If you have cash in the tax free environment of a SMSF and anticipate staying in cash for quite some time, then I'd be interested on views on the best place to put those funds in term of earning capacity and safety.
Comments appreciated.  Thanks.
Rick


----------



## MongrelSun (5 October 2008)

I went predominately cash in July 07 in my SMSF.   Sold all my Aussie shares, except one small miner, but kept a Skandia International fund and a non Share market investment going.  I'm getting 7.16% in a BoQ term deposit with the cash while I wait for this down leg to bottom.  I will move back into the market for the upcoming multi month retracement and then head back to cash for the next (final?) down leg of the correction.  I stayed with the International fund because, although it has lost capital, it still produces a nice income.  Running at about -5% for the entire fund but when you take into account the small miner has lost about 80% then I think I'm weathering the storm relatively well 


MongrelSun


----------



## Muschu (5 October 2008)

Thanks MS.  I appreciate the comments.  I am doing something similar in that our cash is in 2 at call bank accounts earning around 7%.  I was wondering if I could do better than that without too much hassle.
I'm interested in your reference to the "upcoming multi month retracement" and would like to know what you anticipate if you don't mind sharing your thoughts.
Best wishes
Rick


----------



## MongrelSun (5 October 2008)

All that follows is solely my opinion and is not meant as investment advice.



I use Elliot wave as part of my trading analysis.  As I see it we are currently in wave C or 3 of wave A down of an ABC correction.

If the A wave forms an ABC zigzag then we are looking at a flat correction of some sort, which means the B wave up will come close to or possibly exceed (for an expanded fat) the start of Wave A.  Currently that is my expectation.

If this A wave turns into a 5 wave move we are instead looking at a zigzag correction and the the resulting B wave may not be a worthwhile rentry proposition.

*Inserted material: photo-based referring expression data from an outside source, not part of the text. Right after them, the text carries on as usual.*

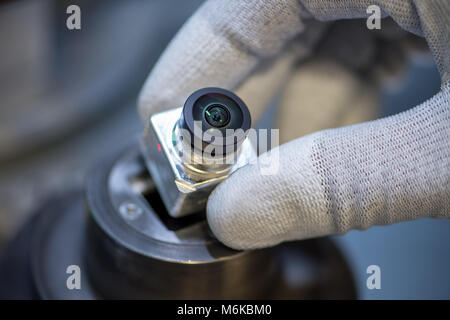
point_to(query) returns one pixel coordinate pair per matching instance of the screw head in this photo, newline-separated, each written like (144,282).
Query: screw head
(130,210)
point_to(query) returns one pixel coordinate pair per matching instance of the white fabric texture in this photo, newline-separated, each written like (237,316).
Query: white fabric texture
(332,181)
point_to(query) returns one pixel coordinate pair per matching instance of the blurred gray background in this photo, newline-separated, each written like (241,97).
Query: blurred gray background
(68,98)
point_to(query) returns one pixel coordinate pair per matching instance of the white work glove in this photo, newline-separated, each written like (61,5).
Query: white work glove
(329,182)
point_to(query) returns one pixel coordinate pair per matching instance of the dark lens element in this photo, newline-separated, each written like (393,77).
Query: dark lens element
(217,115)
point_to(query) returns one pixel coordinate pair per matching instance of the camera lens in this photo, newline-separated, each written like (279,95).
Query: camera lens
(212,112)
(217,115)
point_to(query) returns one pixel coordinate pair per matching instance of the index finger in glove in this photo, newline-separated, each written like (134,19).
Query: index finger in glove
(219,46)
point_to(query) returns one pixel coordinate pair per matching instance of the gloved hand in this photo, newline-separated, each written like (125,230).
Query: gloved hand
(329,182)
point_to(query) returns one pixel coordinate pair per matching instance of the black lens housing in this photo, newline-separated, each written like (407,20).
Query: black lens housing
(218,110)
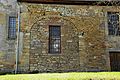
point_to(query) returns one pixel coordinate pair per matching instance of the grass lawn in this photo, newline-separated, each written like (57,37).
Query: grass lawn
(64,76)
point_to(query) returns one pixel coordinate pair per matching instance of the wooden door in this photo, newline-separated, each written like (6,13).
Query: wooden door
(115,61)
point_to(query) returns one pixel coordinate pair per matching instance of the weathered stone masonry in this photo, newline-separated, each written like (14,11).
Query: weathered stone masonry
(85,43)
(83,37)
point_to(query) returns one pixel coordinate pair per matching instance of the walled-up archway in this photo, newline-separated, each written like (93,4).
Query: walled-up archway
(40,59)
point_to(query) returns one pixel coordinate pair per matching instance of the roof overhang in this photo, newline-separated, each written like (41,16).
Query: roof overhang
(75,2)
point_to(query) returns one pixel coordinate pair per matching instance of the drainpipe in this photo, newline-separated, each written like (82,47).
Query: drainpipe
(18,38)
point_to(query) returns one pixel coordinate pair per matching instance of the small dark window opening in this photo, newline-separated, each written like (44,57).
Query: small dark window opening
(54,39)
(113,23)
(12,28)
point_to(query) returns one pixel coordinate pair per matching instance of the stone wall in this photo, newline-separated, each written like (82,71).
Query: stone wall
(85,43)
(7,47)
(83,37)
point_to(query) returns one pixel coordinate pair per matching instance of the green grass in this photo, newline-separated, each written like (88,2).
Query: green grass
(64,76)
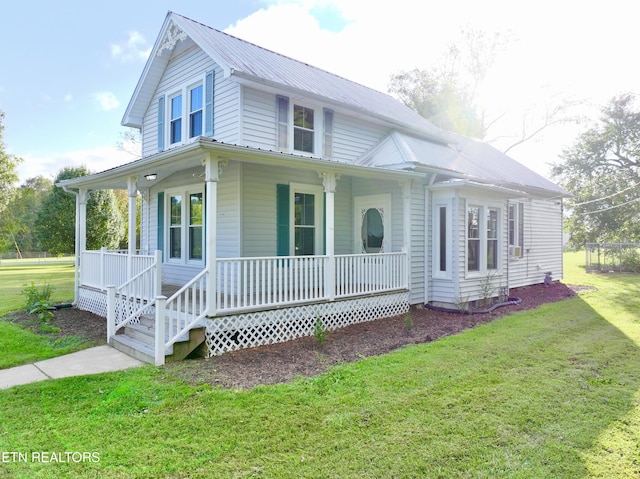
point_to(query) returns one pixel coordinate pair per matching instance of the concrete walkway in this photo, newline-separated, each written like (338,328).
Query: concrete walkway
(101,359)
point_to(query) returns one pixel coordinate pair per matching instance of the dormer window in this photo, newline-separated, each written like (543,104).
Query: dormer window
(195,111)
(193,103)
(175,133)
(303,129)
(304,124)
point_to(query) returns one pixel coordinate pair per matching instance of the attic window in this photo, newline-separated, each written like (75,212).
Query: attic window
(303,128)
(175,133)
(195,111)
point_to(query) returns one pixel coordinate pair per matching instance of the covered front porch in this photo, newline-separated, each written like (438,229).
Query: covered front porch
(231,289)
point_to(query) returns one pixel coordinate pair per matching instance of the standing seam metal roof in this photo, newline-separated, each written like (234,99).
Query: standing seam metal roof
(265,65)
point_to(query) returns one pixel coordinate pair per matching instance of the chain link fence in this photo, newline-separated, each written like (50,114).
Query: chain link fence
(613,257)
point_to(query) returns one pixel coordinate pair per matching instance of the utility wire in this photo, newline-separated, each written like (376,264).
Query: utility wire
(609,208)
(606,197)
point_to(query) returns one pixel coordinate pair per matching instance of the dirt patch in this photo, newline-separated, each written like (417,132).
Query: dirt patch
(284,362)
(65,322)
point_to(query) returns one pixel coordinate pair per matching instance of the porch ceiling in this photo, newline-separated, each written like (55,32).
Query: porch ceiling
(166,163)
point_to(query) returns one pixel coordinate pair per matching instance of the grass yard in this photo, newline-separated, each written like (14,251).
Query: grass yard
(14,277)
(18,345)
(549,393)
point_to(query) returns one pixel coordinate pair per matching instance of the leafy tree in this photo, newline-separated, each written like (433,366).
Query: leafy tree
(602,171)
(8,174)
(447,94)
(55,225)
(18,222)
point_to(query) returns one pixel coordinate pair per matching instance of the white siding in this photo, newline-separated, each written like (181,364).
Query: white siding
(258,119)
(418,244)
(353,137)
(188,67)
(228,218)
(542,244)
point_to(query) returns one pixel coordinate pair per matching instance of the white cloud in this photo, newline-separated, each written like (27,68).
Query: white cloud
(106,100)
(135,48)
(96,160)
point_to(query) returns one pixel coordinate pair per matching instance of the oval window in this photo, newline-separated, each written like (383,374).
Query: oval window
(372,231)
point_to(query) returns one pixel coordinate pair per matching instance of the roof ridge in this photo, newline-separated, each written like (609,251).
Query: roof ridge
(281,55)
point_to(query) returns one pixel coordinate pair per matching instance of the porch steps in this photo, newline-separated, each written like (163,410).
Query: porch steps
(138,341)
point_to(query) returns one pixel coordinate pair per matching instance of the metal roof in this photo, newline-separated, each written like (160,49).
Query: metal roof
(467,158)
(247,61)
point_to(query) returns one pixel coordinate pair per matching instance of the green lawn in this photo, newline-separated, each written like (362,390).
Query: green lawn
(550,393)
(14,277)
(18,345)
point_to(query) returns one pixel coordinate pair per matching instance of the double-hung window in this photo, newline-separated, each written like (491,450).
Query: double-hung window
(185,234)
(175,130)
(304,125)
(473,238)
(186,112)
(483,238)
(516,230)
(195,111)
(442,251)
(303,129)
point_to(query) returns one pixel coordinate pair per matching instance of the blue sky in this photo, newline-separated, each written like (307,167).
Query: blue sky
(68,68)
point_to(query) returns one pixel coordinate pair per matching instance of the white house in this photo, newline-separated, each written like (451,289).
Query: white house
(276,195)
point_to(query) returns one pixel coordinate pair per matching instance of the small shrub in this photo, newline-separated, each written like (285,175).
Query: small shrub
(319,331)
(38,301)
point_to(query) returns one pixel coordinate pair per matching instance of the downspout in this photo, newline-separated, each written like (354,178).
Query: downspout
(76,276)
(508,253)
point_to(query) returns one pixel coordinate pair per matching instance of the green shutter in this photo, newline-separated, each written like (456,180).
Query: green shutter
(208,103)
(161,123)
(282,220)
(161,221)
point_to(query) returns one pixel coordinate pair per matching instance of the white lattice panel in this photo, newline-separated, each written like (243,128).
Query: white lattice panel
(96,303)
(230,333)
(93,301)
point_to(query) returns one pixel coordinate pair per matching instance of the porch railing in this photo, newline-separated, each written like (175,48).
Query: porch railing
(127,302)
(252,283)
(100,268)
(178,314)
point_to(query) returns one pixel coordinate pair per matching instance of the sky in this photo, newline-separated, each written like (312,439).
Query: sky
(68,68)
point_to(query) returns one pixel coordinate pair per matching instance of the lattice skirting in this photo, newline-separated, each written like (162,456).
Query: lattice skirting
(230,333)
(96,302)
(93,301)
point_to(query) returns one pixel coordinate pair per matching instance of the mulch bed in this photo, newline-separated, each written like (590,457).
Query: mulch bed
(278,363)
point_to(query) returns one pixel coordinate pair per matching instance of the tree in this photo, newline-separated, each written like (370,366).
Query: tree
(55,224)
(18,222)
(8,174)
(602,171)
(447,95)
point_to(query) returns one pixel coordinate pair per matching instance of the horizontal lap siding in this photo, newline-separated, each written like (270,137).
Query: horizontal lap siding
(258,119)
(190,67)
(542,244)
(353,137)
(259,183)
(228,219)
(418,243)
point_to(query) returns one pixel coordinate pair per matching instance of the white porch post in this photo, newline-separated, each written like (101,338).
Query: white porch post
(406,226)
(132,190)
(329,181)
(212,175)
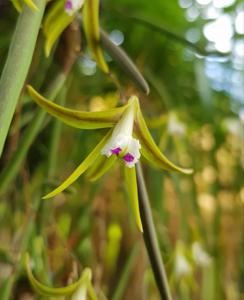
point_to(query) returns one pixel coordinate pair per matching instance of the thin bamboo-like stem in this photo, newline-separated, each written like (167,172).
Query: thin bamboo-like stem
(17,64)
(150,237)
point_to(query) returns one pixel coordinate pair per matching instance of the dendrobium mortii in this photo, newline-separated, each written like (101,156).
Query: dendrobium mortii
(72,6)
(127,140)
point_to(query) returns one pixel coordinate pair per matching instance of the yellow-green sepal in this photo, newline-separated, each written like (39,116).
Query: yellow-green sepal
(17,5)
(89,160)
(149,148)
(78,119)
(47,291)
(100,167)
(91,28)
(131,183)
(54,24)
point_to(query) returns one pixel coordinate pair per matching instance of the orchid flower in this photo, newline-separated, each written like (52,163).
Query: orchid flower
(72,6)
(127,140)
(78,290)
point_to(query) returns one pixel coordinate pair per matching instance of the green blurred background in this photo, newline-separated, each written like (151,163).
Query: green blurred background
(196,115)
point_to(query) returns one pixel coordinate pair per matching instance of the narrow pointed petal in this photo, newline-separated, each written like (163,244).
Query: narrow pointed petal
(49,291)
(150,150)
(131,183)
(91,27)
(90,159)
(78,119)
(100,167)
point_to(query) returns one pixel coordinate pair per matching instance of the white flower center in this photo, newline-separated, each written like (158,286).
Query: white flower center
(121,142)
(71,6)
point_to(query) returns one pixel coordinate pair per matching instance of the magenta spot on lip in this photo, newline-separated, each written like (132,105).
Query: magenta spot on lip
(116,151)
(68,5)
(128,157)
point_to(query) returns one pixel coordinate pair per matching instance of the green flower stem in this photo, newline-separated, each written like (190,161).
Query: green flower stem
(150,237)
(125,276)
(55,139)
(12,168)
(26,238)
(17,65)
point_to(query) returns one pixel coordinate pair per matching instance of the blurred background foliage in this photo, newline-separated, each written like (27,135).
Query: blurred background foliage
(195,112)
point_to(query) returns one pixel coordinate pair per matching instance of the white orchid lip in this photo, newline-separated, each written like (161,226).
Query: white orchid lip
(71,6)
(122,142)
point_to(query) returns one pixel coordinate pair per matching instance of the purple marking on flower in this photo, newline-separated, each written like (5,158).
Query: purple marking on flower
(68,5)
(116,151)
(128,157)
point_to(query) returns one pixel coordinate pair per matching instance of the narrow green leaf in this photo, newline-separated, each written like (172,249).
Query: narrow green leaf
(91,28)
(78,119)
(6,287)
(130,179)
(121,57)
(90,159)
(31,4)
(100,167)
(149,148)
(49,291)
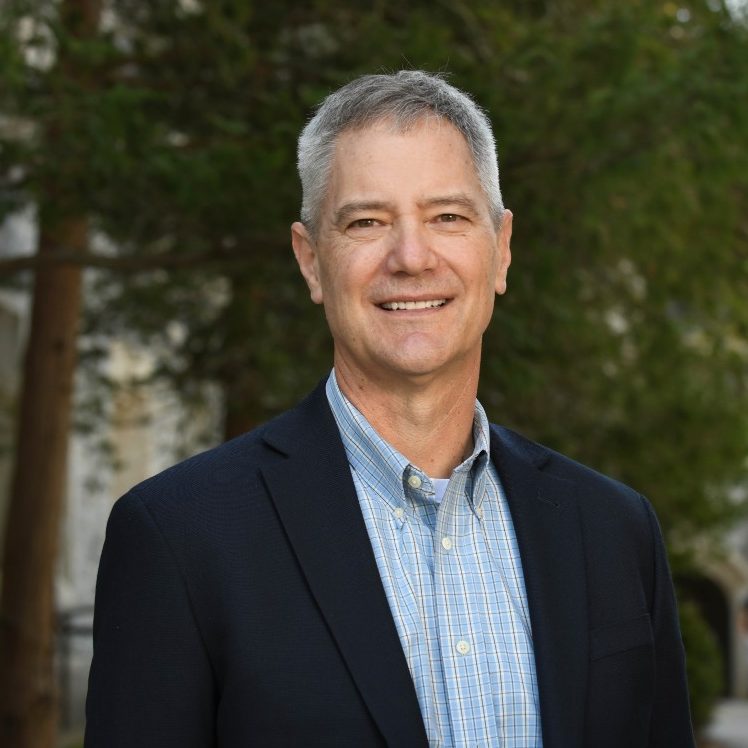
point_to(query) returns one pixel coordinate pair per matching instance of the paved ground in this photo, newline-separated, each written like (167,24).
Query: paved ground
(730,726)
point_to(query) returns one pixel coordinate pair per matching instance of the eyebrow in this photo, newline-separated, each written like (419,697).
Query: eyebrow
(459,199)
(344,212)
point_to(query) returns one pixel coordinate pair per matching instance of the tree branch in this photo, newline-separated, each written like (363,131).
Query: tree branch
(133,264)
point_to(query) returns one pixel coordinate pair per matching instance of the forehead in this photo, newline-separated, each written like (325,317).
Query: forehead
(383,158)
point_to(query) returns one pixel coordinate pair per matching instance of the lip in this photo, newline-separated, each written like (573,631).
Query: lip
(415,300)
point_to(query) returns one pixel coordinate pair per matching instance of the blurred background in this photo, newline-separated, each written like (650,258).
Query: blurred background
(150,306)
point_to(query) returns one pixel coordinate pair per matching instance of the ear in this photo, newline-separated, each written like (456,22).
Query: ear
(503,240)
(306,255)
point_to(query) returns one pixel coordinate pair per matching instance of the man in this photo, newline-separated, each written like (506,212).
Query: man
(380,566)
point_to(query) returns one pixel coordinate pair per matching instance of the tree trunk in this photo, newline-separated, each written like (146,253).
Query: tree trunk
(28,713)
(28,692)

The other possibility is that we are currently in wave C of the full correction and once this wave down completes we start off a substantial bull market.  At this time this scenario is lower in my expectation as the real issues facing world markets are mostly being ignored by the powers that be in the hope they can reinflate their way out of their problems.  For our market to start a major Bull run in the near future we would have to completely disassociate ourselves from the US markets and again that is something that I don't see happening at this time.



All that said there is always the very real possibility that my analysis and reasoning are incorrect and it could all head north at a great rate knots as of Monday morning  




MongrelSun


----------